Hi R.C. Great to see you here again on the forums. As for mahogany, Rob Stevens recently posted about using lye (sodium hydroxide) to darken new wood. It certainly works as you probably know if you've ever used the two-part track cleaner/bleach solutions (part 1 is a strong base like sodium hydroxide or potassium hydroxide). My experience with these makes me worry about leaving such a strong base on the wood un-neutralized. And neutralizing, which is what part 2, an acid, of the 2-part system does. Neutralizing returns the wood to a nice bright color. One possibility is the use of potassium dichromate. It makes new mahogany look spectacular - dark and rich, in my experience a beautiful match for old mahogany. Potassium dichromate is a carcinogen, however, so it must be used with care for the user and the environment. If you do use it, just make a saturated or near-saturated solution in water, which is bright orange, and simply brush it onto the wood. After about 10-30 minutes, rinse in fresh water. The color is extremely stable - I've got mahogany in boats that was treated this way 10-20 years ago and it still looks the same.

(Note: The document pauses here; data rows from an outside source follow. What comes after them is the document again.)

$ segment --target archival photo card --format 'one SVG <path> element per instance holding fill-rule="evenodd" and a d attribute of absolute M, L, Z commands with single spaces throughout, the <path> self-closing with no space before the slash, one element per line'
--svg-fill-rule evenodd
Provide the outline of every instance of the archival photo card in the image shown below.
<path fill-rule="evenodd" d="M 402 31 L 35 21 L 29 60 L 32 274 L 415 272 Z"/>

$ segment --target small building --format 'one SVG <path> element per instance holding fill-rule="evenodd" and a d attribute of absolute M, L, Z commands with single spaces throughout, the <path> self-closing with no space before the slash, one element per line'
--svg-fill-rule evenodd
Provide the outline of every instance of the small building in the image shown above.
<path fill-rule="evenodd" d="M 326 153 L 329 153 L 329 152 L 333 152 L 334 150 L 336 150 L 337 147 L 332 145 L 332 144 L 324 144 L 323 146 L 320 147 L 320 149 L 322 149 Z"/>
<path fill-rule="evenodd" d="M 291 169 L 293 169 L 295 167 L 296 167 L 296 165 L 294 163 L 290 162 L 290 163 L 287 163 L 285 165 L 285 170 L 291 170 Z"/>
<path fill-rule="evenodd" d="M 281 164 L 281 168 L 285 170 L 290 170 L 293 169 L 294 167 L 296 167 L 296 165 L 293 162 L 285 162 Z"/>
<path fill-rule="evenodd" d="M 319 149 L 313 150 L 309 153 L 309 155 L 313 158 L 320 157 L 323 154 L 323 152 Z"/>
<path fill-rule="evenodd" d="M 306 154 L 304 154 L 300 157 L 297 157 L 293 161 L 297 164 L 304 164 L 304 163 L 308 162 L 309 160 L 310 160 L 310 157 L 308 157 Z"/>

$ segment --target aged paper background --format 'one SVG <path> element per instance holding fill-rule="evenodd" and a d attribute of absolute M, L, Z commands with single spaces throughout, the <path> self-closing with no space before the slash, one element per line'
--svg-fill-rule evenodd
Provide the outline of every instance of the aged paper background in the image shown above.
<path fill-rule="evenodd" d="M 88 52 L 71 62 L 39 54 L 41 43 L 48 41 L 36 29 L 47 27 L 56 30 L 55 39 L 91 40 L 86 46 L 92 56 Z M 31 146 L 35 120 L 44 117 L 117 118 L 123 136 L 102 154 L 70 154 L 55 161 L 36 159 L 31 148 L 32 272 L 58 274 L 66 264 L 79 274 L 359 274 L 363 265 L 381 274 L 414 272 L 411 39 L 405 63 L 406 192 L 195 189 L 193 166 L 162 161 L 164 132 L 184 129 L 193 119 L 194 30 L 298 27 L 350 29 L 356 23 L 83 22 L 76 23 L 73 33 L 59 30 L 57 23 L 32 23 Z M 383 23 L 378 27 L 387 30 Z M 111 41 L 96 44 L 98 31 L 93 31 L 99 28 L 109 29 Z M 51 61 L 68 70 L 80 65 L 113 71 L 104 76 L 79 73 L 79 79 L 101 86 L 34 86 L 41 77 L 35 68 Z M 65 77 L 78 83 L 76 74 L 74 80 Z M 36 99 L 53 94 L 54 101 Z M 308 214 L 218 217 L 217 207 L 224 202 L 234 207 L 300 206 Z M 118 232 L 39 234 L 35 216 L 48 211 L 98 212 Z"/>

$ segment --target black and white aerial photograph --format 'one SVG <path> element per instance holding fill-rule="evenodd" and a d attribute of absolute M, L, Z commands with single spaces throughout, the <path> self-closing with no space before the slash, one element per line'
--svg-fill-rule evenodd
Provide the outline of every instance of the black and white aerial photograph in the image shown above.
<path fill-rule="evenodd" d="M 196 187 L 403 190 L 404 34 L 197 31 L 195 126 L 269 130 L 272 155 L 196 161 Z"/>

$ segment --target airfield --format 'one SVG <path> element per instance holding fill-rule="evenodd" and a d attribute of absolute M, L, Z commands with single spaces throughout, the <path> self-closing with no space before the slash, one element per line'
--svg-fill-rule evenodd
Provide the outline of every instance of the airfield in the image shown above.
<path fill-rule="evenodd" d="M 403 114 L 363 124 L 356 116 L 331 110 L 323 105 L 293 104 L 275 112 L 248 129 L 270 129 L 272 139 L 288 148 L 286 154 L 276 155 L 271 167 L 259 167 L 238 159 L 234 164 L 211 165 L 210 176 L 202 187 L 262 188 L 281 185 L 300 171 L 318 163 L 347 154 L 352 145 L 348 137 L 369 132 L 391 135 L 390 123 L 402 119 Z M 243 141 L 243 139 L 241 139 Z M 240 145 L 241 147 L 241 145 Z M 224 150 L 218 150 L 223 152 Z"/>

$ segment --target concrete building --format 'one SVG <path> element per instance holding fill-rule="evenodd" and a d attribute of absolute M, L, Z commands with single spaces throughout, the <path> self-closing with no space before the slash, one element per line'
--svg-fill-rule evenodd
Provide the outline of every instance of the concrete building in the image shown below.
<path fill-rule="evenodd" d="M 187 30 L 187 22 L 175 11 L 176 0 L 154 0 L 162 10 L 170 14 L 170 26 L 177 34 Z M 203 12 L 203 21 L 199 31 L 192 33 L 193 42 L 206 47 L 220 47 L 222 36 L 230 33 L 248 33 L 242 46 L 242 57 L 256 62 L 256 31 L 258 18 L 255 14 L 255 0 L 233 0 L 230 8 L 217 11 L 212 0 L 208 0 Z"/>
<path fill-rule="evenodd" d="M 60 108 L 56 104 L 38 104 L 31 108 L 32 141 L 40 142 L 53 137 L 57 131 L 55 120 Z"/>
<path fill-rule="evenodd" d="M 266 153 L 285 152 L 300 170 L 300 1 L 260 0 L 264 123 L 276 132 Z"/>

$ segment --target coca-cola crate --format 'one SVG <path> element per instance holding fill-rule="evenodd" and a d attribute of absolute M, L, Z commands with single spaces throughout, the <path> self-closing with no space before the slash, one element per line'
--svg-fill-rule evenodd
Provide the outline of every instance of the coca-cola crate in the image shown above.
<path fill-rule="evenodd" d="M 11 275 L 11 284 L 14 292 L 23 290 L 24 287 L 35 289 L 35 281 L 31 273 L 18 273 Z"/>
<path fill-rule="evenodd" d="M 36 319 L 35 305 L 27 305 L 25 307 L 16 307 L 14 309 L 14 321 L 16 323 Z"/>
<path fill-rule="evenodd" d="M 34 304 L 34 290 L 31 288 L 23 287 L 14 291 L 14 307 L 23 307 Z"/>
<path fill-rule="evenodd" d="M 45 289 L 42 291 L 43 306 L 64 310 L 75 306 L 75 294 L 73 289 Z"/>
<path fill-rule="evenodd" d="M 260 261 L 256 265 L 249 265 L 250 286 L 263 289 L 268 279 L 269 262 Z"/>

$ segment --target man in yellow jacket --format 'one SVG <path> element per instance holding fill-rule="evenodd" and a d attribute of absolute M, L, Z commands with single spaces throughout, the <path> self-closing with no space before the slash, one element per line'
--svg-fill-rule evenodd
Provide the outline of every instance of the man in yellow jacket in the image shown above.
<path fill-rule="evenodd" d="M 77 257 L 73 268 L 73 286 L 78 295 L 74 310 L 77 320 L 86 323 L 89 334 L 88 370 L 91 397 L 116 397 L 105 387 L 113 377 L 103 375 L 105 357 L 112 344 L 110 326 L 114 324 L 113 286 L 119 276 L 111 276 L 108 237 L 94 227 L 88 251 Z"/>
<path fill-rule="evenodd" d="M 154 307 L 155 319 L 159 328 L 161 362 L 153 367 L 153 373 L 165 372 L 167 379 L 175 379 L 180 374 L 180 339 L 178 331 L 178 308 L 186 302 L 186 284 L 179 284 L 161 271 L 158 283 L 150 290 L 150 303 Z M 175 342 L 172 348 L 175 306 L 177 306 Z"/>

Attached here is a photo of a 1922 mahogany thwart with one coat of 1:1 thinned varnish on it to show color, along with two new replica Central American mahogany thwarts.
The second photo is of those two thwarts after applying potassium dichromate, letting it sit for 15 minutes, then rinsing with water. They are still wet in the photo.
Now that they all have been varnished (maybe 6 coats; no photo yet), the old and the new thwarts are indistinguishable.
By the way, I've never tried leaving sodium or potassium hydroxide on wood to see what happens in the long run. Does the wood degrade in any way or is it fine over time? Does the color fade or does it seem stable? Does varnishing have any effect - does varnish adhere well; does it change the color? I don't know, but perhaps Rob can chime in on this.